# What is the height of the block and how fast is the block moving when the spring reaches its equilibrium position in the following case:A spring with a spring constant of 60 N/m is compressed by...

What is the height of the block and how fast is the block moving when the spring reaches its equilibrium position in the following case:

A spring with a spring constant of 60 N/m is compressed by .05m. The spring is released and a 10kg block sitting on the end of the spring is pushed up a frictionless ramp with an incline of 30 degrees.

*print*Print*list*Cite

### 1 Answer

The work to be done in compressing a spring is dependent on its spring constant and the distance by which it is compressed and is given by (1/2)*k*x^2. In the question you have provided the spring constant as 60 N/m. So to compress it by .05 m requires (1/2)*60*(.05)^2 = .075 J.

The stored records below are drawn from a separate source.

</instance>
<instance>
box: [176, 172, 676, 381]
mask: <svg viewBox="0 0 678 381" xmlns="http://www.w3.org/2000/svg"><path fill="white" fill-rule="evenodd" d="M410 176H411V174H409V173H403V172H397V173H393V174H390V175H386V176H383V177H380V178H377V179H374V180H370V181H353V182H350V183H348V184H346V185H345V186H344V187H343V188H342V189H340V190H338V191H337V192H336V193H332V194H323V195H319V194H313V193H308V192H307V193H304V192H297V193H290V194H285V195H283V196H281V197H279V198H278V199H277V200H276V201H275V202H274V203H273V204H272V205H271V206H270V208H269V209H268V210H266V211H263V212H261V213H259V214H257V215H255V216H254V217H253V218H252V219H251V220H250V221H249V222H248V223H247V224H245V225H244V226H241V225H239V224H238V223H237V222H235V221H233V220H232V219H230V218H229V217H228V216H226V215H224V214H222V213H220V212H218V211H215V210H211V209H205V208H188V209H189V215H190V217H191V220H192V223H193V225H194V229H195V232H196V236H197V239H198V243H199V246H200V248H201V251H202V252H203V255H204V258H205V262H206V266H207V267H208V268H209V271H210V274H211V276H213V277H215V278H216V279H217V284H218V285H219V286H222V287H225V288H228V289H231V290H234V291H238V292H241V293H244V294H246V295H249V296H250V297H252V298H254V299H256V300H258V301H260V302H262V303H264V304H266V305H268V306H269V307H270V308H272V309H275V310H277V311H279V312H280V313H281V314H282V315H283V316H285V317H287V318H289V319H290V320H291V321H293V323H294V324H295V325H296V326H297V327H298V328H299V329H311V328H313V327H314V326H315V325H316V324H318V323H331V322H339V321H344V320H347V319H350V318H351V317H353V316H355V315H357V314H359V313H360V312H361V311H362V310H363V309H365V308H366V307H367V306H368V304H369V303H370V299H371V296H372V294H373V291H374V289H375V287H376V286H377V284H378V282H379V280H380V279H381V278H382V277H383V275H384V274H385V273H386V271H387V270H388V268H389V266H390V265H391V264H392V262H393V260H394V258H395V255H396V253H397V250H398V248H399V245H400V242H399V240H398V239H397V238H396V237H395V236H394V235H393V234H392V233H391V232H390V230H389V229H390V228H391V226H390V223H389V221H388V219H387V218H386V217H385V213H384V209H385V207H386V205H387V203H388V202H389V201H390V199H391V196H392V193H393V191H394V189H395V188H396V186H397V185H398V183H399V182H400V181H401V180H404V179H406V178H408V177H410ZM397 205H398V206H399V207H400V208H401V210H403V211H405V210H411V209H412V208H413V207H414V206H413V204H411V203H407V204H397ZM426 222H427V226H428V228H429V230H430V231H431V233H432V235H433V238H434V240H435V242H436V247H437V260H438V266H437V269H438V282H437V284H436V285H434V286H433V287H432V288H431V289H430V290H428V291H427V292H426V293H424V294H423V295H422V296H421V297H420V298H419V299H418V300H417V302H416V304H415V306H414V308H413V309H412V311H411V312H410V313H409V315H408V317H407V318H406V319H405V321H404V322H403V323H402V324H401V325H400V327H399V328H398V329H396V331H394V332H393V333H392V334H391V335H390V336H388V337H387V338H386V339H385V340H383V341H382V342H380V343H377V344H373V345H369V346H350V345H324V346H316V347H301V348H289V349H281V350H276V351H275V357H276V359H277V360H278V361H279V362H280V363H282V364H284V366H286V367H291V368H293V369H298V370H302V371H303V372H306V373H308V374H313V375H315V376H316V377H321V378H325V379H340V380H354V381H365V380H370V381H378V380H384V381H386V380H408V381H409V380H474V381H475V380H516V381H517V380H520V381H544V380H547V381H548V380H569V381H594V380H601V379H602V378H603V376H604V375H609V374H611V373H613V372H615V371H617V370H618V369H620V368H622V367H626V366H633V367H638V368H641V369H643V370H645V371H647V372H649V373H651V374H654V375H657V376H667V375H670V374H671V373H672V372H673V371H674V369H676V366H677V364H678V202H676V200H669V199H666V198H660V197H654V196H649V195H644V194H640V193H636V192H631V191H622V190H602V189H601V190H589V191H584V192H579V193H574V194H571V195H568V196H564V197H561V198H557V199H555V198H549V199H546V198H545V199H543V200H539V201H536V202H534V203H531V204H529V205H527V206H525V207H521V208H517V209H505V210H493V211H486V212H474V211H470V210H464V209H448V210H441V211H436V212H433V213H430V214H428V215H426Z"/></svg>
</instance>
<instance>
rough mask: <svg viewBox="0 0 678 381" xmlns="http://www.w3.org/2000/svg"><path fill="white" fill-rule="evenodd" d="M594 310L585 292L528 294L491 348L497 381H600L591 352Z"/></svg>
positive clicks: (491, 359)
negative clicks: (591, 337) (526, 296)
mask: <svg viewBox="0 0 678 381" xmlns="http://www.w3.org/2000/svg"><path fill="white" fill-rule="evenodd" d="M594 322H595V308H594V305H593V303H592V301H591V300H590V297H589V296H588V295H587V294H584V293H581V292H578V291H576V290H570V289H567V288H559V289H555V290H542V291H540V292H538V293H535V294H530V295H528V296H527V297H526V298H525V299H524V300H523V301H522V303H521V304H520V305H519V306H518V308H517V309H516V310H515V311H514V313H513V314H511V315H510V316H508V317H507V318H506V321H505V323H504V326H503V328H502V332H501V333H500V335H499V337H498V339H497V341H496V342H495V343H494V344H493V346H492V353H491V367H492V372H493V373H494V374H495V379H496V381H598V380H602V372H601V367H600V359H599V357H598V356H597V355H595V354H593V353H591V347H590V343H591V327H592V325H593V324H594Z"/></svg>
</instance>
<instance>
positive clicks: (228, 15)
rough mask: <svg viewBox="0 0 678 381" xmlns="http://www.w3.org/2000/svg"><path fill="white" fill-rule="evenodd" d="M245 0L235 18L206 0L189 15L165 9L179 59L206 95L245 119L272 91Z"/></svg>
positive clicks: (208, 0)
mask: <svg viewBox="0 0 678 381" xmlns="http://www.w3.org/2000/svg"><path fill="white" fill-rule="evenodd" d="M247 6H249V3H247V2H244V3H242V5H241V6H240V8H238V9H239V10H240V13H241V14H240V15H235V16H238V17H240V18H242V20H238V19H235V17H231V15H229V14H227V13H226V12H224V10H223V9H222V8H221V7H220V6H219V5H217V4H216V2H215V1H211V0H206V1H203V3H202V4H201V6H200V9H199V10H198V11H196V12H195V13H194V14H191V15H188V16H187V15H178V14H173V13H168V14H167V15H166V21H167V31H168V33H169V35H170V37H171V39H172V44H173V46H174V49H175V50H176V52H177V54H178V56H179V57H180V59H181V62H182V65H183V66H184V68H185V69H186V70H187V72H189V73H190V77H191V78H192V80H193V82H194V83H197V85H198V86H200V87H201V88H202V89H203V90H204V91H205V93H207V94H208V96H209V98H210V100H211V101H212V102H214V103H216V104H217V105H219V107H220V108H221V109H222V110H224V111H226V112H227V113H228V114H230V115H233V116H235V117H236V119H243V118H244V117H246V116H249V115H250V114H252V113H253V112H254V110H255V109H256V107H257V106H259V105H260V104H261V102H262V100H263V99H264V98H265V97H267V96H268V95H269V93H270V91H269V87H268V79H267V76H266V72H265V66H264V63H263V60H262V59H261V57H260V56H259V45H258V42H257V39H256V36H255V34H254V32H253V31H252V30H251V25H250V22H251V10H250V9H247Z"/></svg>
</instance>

The mass placed on the spring has a mass of 10 kg. It is pushed up a ramp inclined at 30 degrees. As the ramp is frictionless, all of the energy in the compressed spring is used to increase the height of the block. The potential energy of the block is given by the product of mass, acceleration due to gravity and the height.

We have m*g*h = .075

=> 10*9.8*h = .075

=> h = .075/98

=> h = .076 cm

At the highest point all the potential energy of the spring has been converted to potential energy stored in the block due to its height.

So, its velocity is zero when the spring reaches the equilibrium position.